This other kind of judgment used to be called “taste.” When the humanities emerged in the late 18th century it was in order to develop taste in literature, art, and music. And so it remained right down to the time of my youth. The central discipline of a subject like English was criticism, and you taught criticism by getting students to raise questions about their own and others’ emotions, and by exploring the ways in which literature can both ennoble and demean the human condition. It was not an easy task, but there were examples to follow—great critics like R. P. Blackmur, F. R. Leavis, William Empson and T. S. Eliot, who had raised the study of literature to a level of seriousness that justified its claim to be an academic subject.

The same was true of art history and musicology. Both subjects involve historical and technical knowledge. But when they emerged as university disciplines they were inseparable from the cultivation of taste. You taught these subjects by way of introducing students to the great works of our civilization (and sometimes of other civilizations too); and all the knowledge you conveyed was designed to back up your principal endeavor, which was to justify aesthetic judgments.

To teach in this way is to run a great risk. Taste and judgment are faculties that we develop: they form part of the great transition from youthful enjoyment to adult discrimination. To teach them is to offer a rite of passage, into the adult way of life. And young people today are suspicious of rites of passage unless they themselves devise them. Their rites of passage are not from adolescence but more deeply into it. This, I believe, is the key to understanding their musical taste. The songs, styles, and groups that appeal to modern adolescents are invitations to join the gang. And criticism of their music by anybody who is outside the gang is offensive—an existential affront, which threatens their core experience of social membership.

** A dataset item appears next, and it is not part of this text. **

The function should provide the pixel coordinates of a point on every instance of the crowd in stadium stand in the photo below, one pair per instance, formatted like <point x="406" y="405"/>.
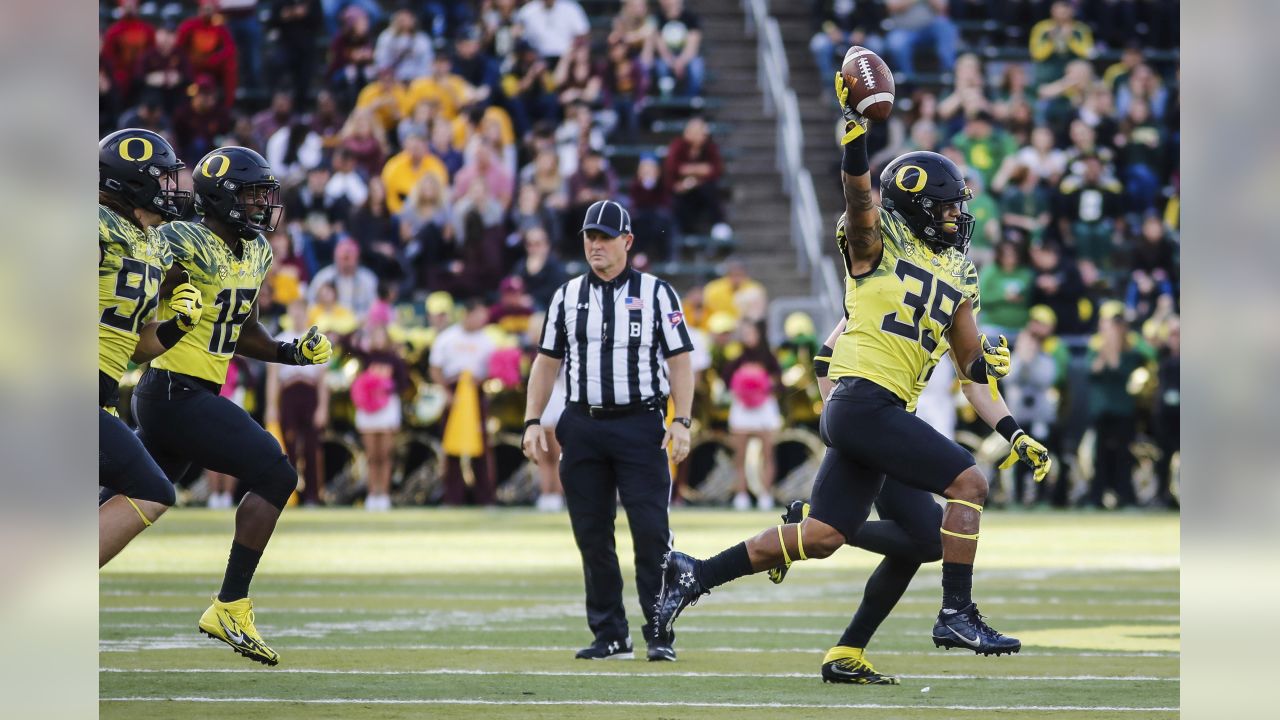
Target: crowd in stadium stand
<point x="437" y="158"/>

This attitude makes judgment all but impossible, and it is one reason why departments of musicology are now “into” pop music and Heavy Metal, and refrain from creating the impression among their students that they regard the Western canon as anything more than a piece of musical history. I recently had the experience of teaching a course on the philosophy of music to young people in a British university, and was acutely aware at every moment of the resentment that now greets any criticism of pop. Only comparative judgments are acceptable, and the comparison has to be between one piece of pop music and another. This is in fact an interesting exercise. You can learn a lot from comparing Peter Gabriel and the Kooks which you probably will not learn from comparing Bach and Vivaldi—a lot about the varied forms of self-indulgence in music, and the many ways of failing to make voice-led harmonies or melodies that are capable of prolongation. But you are not allowed to judge. Lives have been built around this stuff, and they are lives that are armored against the adult world and determined to avoid any passage into it. Students would listen respectfully to my examples from the classics. But they were examples of my music, and in no way to be understood as examples for them to follow. Mozart and Schubert passed before their ears like caravans on the horizon—the spectacle of a distant, exotic, and in the end irrelevant form of human life.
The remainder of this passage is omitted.